Solve 3 Points on a Line: Point C 0.5 AC from A to B

[onako]

Given points A(x1, y1) and B(x2, y2), I'm supposed to derive the coordinate of the point C
which should be on the line AB (such that B is on the line segment AC), such that the distance CB is 0.5*distance AC. The point is to avoid the solution where C is on "the other side", such that A is between C and B. We should obtain the solution where B is between A and C.

Thanks

 

[tiny-tim]

Welcome to PF!

Hi onako! Welcome to PF!

(try using the X₂ tag just above the Reply box )

Show us what you've tried, and where you're stuck, and then we'll know how to help!

 

[onako]

I know the coordinates when point B is the midpoint of AC (2*x2-x1, 2*y2-y1), but here the distance BC is 0.5*distance AB. I would need coordinates expressed with this percent variable (0.5 here). Thanks

 

[tiny-tim]

If O is the origin (0,0),

then express AB in terms of OA and OB.

 

[onako]

If O is the origin (0,0),

then express AB in terms of OA and OB.

I don't think this would lead to the solution.
Any other thoughts?

 

[Simon43254]

I agree with what Tiny-tim said, effectively he's trying to get you to think of this as the vector equation of a line and work it out from there. Rather than using the kinda of standard co-ordinate reasoning solution. The way I would do this is to draw a graph and using OA and OB, think of how you could find C from this.

 

[magpies]

The way the question is worded is probably where the problem is it's not really that clear imo.

 

[Martin Rattigan]

I know the coordinates when point B is the midpoint of AC (2*x2-x1, 2*y2-y1), but here the distance BC is 0.5*distance AB. I would need coordinates expressed with this percent variable (0.5 here). Thanks

Points on AB are given by (x_1+\lambda(x_2-x_1),y_1+\lambda(y_2-y_1)) where \lambda is the ratio of directed segments \overrightarrow{AC}/\overrightarrow{AB}. When \lambda=2 that gives the point you quoted with \overrightarrow{AC}/\overrightarrow{AB}=2.

Originally you said you wanted, "the solution where B is between A and C", with, "distance CB is 0.5*distanceAC". The sense of the directed segment \overrightarrow{CB} must be opposite from that of \overrightarrow{AC} to meet the first requirement, so \overrightarrow{AC}=2\overrightarrow{BC}, whence \overrightarrow{AB}=\overrightarrow{BC} and \overrightarrow{AC}/\overrightarrow{AB}=2. The point you gave is therefore the point C you originally requested, and, yes B is the midpoint of AC.

When you say in the above quote, "BC is 0.5*distance AB", this is not what you originally asked for, but if you want a formula based on \overrightarrow{BC}/\overrightarrow{AB}=-\overrightarrow{BC}/\overrightarrow{BA} then you can get that just by switching the A and B coördinates in the above formula.

 

[SonyAD]

Given points A(x1, y1) and B(x2, y2), I'm supposed to derive the coordinate of the point C
which should be on the line AB (such that B is on the line segment AC), such that the distance CB is 0.5*distance AC. The point is to avoid the solution where C is on "the other side", such that A is between C and B. We should obtain the solution where B is between A and C.

Thanks

Ok. Let's simplify the problem.

Let A(x₁), B(x₂) and C(x₃) be three points on a line.
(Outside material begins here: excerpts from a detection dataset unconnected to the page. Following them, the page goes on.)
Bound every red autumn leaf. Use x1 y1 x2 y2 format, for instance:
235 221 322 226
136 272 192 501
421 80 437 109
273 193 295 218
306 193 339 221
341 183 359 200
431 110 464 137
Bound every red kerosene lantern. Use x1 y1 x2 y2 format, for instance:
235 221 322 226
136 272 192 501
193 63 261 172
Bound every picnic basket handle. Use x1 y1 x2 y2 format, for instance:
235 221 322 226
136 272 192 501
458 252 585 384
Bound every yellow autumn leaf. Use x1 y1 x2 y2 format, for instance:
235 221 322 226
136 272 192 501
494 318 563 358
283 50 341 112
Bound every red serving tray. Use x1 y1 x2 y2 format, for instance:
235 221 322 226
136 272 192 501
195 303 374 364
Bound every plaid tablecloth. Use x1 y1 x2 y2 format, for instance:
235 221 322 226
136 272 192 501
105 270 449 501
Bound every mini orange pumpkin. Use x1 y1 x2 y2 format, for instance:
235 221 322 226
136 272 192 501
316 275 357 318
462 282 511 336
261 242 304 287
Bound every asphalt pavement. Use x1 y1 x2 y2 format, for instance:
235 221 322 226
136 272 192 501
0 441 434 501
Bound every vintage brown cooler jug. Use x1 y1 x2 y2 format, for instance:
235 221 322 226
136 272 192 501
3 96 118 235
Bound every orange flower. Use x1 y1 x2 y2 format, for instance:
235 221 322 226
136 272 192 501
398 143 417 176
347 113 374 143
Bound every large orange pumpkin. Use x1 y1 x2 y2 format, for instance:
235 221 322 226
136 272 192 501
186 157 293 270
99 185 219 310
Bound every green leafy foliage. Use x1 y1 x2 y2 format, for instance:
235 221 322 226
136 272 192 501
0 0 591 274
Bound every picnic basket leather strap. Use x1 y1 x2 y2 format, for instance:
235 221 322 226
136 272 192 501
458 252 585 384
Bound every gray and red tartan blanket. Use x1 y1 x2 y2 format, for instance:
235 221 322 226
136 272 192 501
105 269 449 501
Let us define the aliases:

a for x₁
b for x₂
c for x₃

Let us define the function hmttr(a,b) as

\frac{|b - a| + b - a}{2}

hmttr(a,b) returns b - a if b >= a and 0 otherwise.

Now we can define c as:

b + \frac{ hmttr(a,b) }{2} - \frac{ hmttr(b,a) }{2}

That is, b + half of how much to the right b is from a - half of how much to the right a is from b.

Now we have:

b + \frac{ |b - a| + b - a }{4} - \frac{ |a - b| + a - b }{4}

which works out to

\frac{3b - a}{2}

or

x_{3} = \frac{3x_{2} - x_{1}}{2}

This will work regardless whether B is to the right of A or vice versa. C will always wind up on the opposite side of B from A.

Now you solve the line equation for this result to find y₃ and z₃.

The abs() function is the mother of logic. Using it you can implement decisional blocks in hardware without logic circuits. I have used it to compute the sign of a number.